Christmas songs I really don’t like:

  1. “Silver Bells”–the melody is terrible, and older recordings sound particularly awful.
  2. “Baby, It’s Cold Outside”–I’ve never liked this song because of the suggestive lyrics, although my roommate swears if I saw the original movie this is from that I would like it; however, I recently saw Glee’s performance of this and now the song is permanently ruined for me. (FYI, I watched a couple episodes of Glee because my students always talk about it or hum songs from the show, so I was curious what it was all about. The show is simply horrid. I’ll never watch it again and I’ll speak loudly against it anytime it comes up in conversation.)
  3. “I’ll be Home for Christmas”–I cry almost every time I hear this song, especially since I haven’t been home for Christmas in 5 years now. Who wants to be majorly depressed when listening to Christmas music?
  4. “The Coventry Carol (Lully, Lulla)”–The same goes for this song. The melody is haunting, but that’s because the song is about Herod killing all of the babies in Bethlehem. Yes, it’s biblical, but it’s awfully sad and depressing for a Christmas song.
  5. Pretty much any Ron Hamilton or Frank Garlock Christmas song–I think years of their cheesy cantatas ruined these songs for me. And the lyrics aren’t that great for sacred songs.
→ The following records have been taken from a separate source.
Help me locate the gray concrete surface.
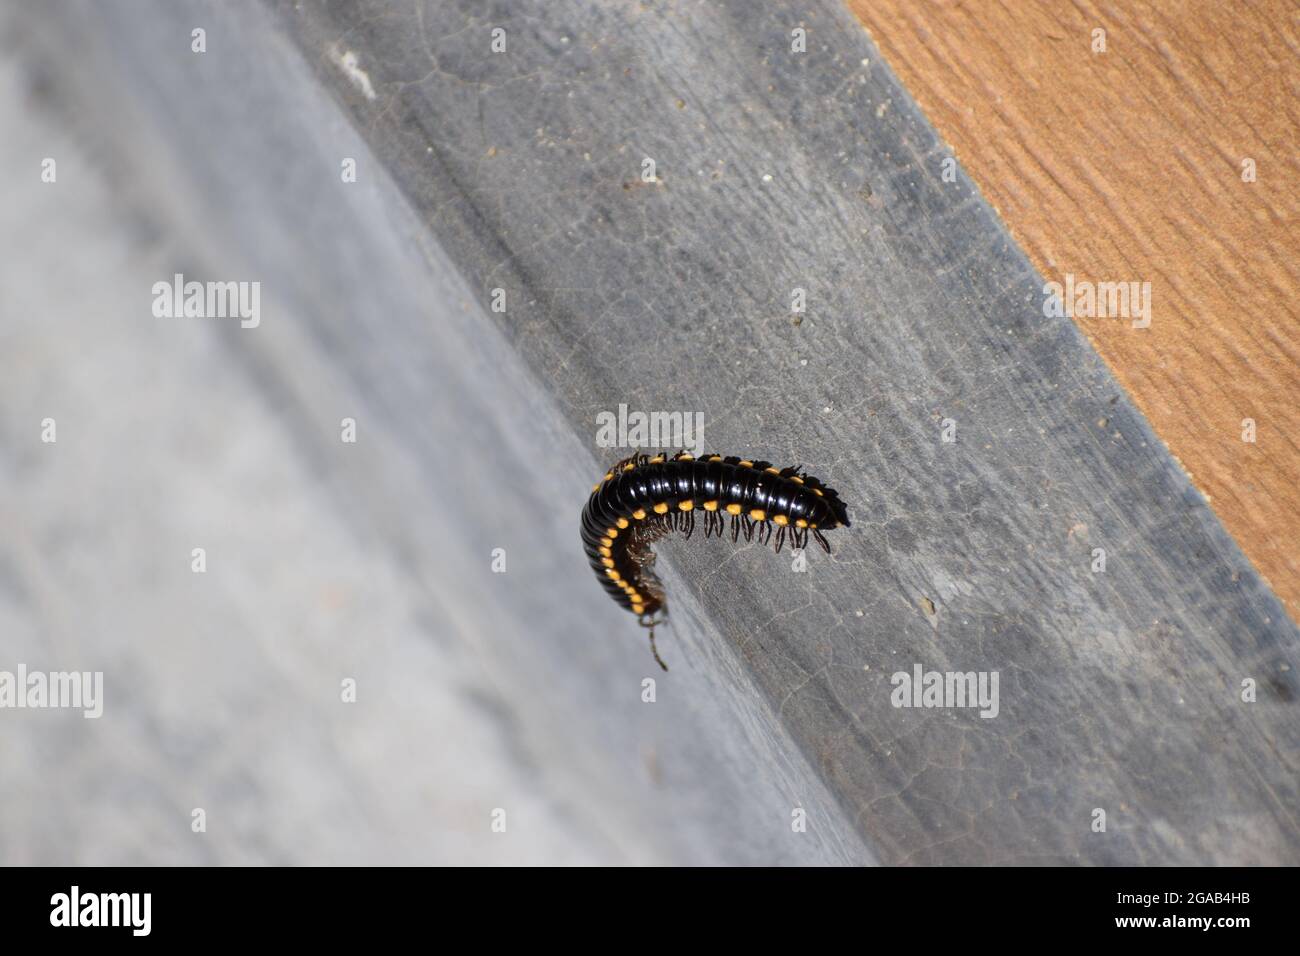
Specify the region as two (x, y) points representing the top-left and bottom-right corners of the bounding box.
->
(1, 0), (1296, 865)
(1, 1), (866, 866)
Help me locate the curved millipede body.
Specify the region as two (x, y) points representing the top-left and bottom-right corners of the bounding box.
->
(581, 451), (851, 669)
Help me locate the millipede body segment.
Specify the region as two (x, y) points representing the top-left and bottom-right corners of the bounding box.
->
(581, 451), (851, 669)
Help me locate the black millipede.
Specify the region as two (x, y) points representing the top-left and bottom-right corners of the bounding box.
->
(581, 451), (851, 670)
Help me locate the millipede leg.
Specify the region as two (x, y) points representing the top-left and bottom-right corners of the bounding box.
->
(731, 514), (741, 542)
(814, 529), (831, 553)
(648, 627), (667, 671)
(640, 612), (669, 671)
(774, 525), (786, 552)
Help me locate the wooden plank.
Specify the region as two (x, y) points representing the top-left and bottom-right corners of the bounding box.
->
(847, 0), (1300, 613)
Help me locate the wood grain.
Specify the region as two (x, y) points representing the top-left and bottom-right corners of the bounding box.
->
(846, 0), (1300, 612)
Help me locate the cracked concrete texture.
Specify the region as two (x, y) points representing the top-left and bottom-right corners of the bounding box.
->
(270, 0), (1299, 864)
(2, 1), (864, 865)
(3, 0), (1296, 865)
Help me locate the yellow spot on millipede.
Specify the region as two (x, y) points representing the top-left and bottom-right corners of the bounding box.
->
(678, 500), (694, 511)
(632, 508), (647, 520)
(707, 455), (722, 462)
(795, 518), (808, 528)
(791, 476), (804, 484)
(631, 603), (646, 614)
(604, 472), (614, 481)
(813, 488), (824, 496)
(653, 502), (669, 514)
(725, 503), (742, 515)
(765, 467), (780, 475)
(623, 462), (635, 471)
(606, 568), (619, 579)
(678, 453), (694, 461)
(606, 528), (618, 538)
(738, 460), (754, 468)
(749, 508), (766, 521)
(599, 545), (612, 557)
(591, 483), (600, 492)
(703, 500), (719, 511)
(601, 557), (615, 568)
(616, 517), (629, 529)
(773, 514), (789, 526)
(649, 454), (665, 463)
Songs that show up on Christmas cds, but have nothing to do with Christmas (or winter, even):

  1. “Over the Rainbow”
  2. “My Favorite Things”
  3. “The Lord’s Prayer” (I especially love Andrea Boccelli’s performance of this song, but it’s not a Christmas song.)
  4. “Simple Gifts”–just because a song has the word “gift” in it does not mean it’s a Christmas song
  5. “Edelweiss”

What are some Christmas songs you don’t like? I know, it sounds slightly scandalous to admit you don’t like a Christmas song, but I’m sure there are some that annoy you for one reason or another.

Can you think of any other songs performed on Christmas cds that aren’t Christmas-y? Why do you think they are included? I think they sometimes add to the festive, sweet, simple, or magical mood of the cd, but I’m interested in hearing what you think.